Pois bem, madame, tu nele entrarás, e, entre as mulheres que lá viste,
ocuparás o teu lugar
Ao ouvir essas
palavras, ela se jogou aos pés do marido, chorando e implorando o seu perdão,
com todas as demonstrações de verdadeiro arrependimento por ter sido desobediente.
Sua beleza e aflição poderiam ter enternecido uma pedra, mas Barba Azul tinha
um coração mais duro do que um rochedo.
—Tu deves
morrer, madame — disse ele —, e irás morrer agora!
— Já que devo morrer — disse ela, olhando para
o marido com os olhos marejados de lágrimas —, dá-me um tempo para orar.
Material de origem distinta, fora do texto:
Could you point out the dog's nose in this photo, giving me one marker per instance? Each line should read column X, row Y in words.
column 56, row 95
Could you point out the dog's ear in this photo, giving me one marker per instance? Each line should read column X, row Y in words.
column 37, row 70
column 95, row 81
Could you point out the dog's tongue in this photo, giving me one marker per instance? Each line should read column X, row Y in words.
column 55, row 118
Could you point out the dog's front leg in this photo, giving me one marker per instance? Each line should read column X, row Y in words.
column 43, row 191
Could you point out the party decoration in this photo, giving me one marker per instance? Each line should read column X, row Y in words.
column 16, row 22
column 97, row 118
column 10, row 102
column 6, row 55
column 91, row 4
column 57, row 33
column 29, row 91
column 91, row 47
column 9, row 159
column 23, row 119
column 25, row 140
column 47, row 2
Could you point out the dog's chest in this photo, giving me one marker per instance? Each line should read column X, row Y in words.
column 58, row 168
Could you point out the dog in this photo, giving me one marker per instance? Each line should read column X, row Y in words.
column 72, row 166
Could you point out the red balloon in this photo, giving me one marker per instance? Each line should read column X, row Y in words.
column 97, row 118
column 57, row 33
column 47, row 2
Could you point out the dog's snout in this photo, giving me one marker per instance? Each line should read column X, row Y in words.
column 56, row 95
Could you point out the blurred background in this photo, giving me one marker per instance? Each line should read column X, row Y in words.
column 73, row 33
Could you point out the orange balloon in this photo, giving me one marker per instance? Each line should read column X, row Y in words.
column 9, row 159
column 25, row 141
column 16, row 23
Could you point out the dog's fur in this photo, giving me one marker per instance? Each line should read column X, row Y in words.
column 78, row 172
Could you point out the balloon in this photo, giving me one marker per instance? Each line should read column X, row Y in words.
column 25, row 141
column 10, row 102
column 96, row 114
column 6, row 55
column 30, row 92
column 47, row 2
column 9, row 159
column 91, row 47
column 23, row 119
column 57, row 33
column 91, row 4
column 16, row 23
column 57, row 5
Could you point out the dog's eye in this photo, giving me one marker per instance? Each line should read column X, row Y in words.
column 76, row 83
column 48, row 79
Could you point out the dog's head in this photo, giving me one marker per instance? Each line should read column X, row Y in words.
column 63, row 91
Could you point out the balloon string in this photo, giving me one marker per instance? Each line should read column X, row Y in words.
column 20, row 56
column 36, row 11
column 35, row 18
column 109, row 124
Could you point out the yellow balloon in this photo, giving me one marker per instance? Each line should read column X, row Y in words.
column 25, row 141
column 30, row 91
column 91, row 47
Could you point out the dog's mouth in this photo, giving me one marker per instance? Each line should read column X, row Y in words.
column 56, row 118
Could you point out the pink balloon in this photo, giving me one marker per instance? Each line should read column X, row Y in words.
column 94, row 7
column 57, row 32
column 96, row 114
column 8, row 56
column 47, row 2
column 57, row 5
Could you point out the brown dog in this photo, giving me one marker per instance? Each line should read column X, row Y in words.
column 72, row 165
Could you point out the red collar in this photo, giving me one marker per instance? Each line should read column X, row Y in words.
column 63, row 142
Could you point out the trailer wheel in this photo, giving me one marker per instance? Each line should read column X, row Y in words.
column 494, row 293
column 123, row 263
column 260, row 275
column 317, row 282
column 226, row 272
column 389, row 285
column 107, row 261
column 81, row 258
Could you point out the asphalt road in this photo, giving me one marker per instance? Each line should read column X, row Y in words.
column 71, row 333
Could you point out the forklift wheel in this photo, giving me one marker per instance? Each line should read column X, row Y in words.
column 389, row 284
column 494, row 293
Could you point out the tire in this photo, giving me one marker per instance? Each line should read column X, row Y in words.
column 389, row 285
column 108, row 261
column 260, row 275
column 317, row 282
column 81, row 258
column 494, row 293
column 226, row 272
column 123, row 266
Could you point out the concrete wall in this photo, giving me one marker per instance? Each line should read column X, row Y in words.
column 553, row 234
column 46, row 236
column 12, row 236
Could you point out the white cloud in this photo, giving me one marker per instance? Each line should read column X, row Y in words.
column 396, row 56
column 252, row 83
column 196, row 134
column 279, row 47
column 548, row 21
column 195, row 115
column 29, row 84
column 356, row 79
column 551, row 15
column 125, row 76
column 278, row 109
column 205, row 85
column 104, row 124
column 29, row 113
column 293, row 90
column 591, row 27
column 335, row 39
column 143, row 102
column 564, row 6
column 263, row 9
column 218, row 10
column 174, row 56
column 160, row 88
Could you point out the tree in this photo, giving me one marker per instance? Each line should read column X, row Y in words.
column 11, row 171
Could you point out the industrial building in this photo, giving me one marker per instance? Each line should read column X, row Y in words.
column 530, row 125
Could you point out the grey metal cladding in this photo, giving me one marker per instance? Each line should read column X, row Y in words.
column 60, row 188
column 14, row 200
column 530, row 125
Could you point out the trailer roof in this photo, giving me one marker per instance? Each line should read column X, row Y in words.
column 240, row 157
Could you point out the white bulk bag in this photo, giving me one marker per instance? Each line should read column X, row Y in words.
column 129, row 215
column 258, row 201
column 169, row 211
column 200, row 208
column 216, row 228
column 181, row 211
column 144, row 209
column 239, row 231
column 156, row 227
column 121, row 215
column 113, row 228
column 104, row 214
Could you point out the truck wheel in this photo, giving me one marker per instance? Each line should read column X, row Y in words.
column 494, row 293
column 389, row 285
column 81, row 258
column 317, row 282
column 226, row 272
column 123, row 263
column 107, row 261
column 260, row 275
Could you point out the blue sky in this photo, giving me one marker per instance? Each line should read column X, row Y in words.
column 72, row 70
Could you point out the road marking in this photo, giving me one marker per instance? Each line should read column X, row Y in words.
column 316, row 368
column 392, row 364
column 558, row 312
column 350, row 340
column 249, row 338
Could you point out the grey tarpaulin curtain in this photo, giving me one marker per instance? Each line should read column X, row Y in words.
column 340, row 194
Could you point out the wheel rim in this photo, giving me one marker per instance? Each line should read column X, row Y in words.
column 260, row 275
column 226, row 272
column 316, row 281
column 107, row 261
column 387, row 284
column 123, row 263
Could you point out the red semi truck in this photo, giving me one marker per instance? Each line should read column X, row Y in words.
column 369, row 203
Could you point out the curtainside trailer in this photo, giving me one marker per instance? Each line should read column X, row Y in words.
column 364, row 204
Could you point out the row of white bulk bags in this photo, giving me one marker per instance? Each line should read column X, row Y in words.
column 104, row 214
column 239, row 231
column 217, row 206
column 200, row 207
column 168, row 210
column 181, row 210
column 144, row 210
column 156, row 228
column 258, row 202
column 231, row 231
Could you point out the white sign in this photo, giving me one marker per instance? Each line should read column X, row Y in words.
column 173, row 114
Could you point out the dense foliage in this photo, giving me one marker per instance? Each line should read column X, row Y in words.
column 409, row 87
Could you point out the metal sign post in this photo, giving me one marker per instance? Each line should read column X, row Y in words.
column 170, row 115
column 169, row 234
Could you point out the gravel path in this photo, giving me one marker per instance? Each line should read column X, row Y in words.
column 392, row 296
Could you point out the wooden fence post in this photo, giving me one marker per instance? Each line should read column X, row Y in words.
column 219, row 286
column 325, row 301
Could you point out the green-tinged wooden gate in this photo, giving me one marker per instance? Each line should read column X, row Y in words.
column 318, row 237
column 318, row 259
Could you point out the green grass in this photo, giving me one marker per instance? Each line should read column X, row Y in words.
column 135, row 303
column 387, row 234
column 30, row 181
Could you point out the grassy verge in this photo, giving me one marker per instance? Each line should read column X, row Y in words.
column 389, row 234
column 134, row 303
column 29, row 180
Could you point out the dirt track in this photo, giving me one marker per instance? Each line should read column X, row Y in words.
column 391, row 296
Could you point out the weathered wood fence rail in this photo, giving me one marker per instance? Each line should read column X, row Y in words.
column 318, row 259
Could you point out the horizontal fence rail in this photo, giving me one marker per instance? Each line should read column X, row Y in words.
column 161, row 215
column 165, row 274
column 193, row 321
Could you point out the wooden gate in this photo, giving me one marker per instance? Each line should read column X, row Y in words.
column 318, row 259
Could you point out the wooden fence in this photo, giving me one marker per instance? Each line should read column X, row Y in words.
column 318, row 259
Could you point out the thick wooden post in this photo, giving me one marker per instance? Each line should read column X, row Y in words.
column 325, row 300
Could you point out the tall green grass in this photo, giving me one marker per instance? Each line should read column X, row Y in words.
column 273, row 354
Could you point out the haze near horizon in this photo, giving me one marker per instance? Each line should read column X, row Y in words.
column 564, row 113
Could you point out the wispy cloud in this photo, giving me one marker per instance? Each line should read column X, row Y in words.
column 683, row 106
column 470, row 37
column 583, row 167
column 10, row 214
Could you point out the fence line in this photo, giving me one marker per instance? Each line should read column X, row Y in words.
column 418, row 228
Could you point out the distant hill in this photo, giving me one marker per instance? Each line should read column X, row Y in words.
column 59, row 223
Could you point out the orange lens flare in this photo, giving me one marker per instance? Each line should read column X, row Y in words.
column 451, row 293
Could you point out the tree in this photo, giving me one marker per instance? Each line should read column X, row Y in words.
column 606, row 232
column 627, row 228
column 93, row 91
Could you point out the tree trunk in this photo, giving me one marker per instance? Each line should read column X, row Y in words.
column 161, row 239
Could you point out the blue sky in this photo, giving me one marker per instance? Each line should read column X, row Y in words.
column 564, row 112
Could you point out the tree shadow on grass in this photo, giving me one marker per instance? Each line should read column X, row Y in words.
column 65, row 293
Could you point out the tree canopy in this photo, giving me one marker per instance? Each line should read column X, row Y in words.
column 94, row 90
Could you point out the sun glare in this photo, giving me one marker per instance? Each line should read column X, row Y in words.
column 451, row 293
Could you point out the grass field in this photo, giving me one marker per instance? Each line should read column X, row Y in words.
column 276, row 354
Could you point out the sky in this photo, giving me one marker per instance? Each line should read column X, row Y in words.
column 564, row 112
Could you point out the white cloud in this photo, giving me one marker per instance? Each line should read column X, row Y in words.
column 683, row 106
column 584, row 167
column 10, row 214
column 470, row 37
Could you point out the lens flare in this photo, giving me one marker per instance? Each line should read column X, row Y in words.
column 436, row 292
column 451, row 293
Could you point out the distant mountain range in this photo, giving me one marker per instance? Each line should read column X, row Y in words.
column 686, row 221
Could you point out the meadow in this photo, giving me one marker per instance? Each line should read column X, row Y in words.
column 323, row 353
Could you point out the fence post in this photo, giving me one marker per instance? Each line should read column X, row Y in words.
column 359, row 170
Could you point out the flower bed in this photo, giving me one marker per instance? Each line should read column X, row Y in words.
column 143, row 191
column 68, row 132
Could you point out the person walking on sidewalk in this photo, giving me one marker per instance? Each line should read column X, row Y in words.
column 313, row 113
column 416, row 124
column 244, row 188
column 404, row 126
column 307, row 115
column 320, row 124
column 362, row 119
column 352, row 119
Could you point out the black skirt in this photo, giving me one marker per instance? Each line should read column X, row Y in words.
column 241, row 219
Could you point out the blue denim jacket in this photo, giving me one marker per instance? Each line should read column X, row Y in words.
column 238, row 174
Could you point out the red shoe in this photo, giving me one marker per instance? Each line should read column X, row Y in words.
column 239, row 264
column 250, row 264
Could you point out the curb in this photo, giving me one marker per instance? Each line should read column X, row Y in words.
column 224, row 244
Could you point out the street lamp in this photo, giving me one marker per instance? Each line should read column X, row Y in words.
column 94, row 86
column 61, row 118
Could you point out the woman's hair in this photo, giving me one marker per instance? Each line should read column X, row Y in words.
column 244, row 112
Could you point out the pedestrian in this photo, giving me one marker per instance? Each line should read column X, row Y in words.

— Dar-te-ei dez minutos — respondeu Barba
Azul. — Nem um segundo a mais.
Assim que
ficou sozinha, chamou a irmã e disse:
— Minha irmã Anne
(este era o seu nome), sobe, por favor, até o topo da torre e vê se meus irmãos
estão vindo. Eles me prometeram que viriam visitar-me hoje e, se os vires,
dá-lhes um sinal para que se apressem.
A irmã Anne
subiu ao topo da torre e a pobre esposa, aflita, perguntava-lhe a todo
instante:
—Anne, minha
irmã, estás vendo alguma coisa?
E Anita
respondia:
— Só vejo o
Sol cintilante e a relva verdejante.
Entrementes, o
Barba Azul, segurando um grande cutelo, gritava com todas as suas forças para a
esposa:
— Desce já ou
eu subo para apanhá-la!
— Um momento,
por misericórdia! — respondia-lhe a esposa.
Então ela
disse, em voz baixa:
—Anne, minha
irmã, vês alguma coisa?
A irmã
respondeu:
— Só vejo o
Sol cintilante e a relva verdejante.
— Desce já —
rugiu Barba Azul — ou subo eu!
— Estou indo —
respondeu a mulher; e, depois, perguntou:
— Anne, minha
irmã, alguém vem vindo?
— Sim, vejo uma grande nuvem de poeira que
daqui se aproxima.
— São meus
irmãos?
— Ai, minha
irmã, não! É um rebanho de carneiros...
— Tu vens ou
não vens? — gritou Barba Azul.
A esposa
implorou por mais um momento e, então, perguntou:
— Anne, minha
irmã, vem alguém?
— Estou vendo — respondeu ela — dois
cavaleiros que se aproximam, mas ainda estão longe... — Louvado seja Deus! —
exclamou Anne, um momento depois. — São meus irmãos! Estou fazendo sinais para
apressá-los.
Barba Azul
rugiu tão alto que toda a casa estremeceu. A pobre esposa desceu e se jogou a
seus pés, com os olhos marejados e as tranças desgrenhadas.
— Não adianta
— disse o Barba-azul —; tu tens que morrer.
Então ele a
agarrou pelos cabelos com uma mão e brandiu o cutelo com a outra para
cortar-lhe cabeça. A pobre mulher voltou seu olhar moribundo para ele e rogou
que lhe concedesse alguns segundos.
—Não, não! —
disse ele. — Encomenda a Deus a tua alma!
E ergueu o
cutelo.
Naquele
momento, bateram à porta com tanta força que o Barba Azul imediatamente se
deteve.
Os dois
cavaleiros abriram a porta e entraram. Desembainhando as espadas, correram
direto para onde estava Barba Azul.
O marido
reconheceu nos cavaleiros os dois irmãos de sua mulher: um deles pertencia a um
regimento de dragões e, o outro, era um mosqueteiro. Então, ao vê-los,
imediatamente fugiu. Mas os dois irmãos
o perseguiram tão de perto que o alcançaram antes que ele pudesse chegar aos
degraus de fora. Então, retalharam-lhe o
corpo com suas espadas e o deixaram morto. A pobre mulher estava quase tão
morta quanto o marido e não teve forças para se erguer e beijar os irmãos.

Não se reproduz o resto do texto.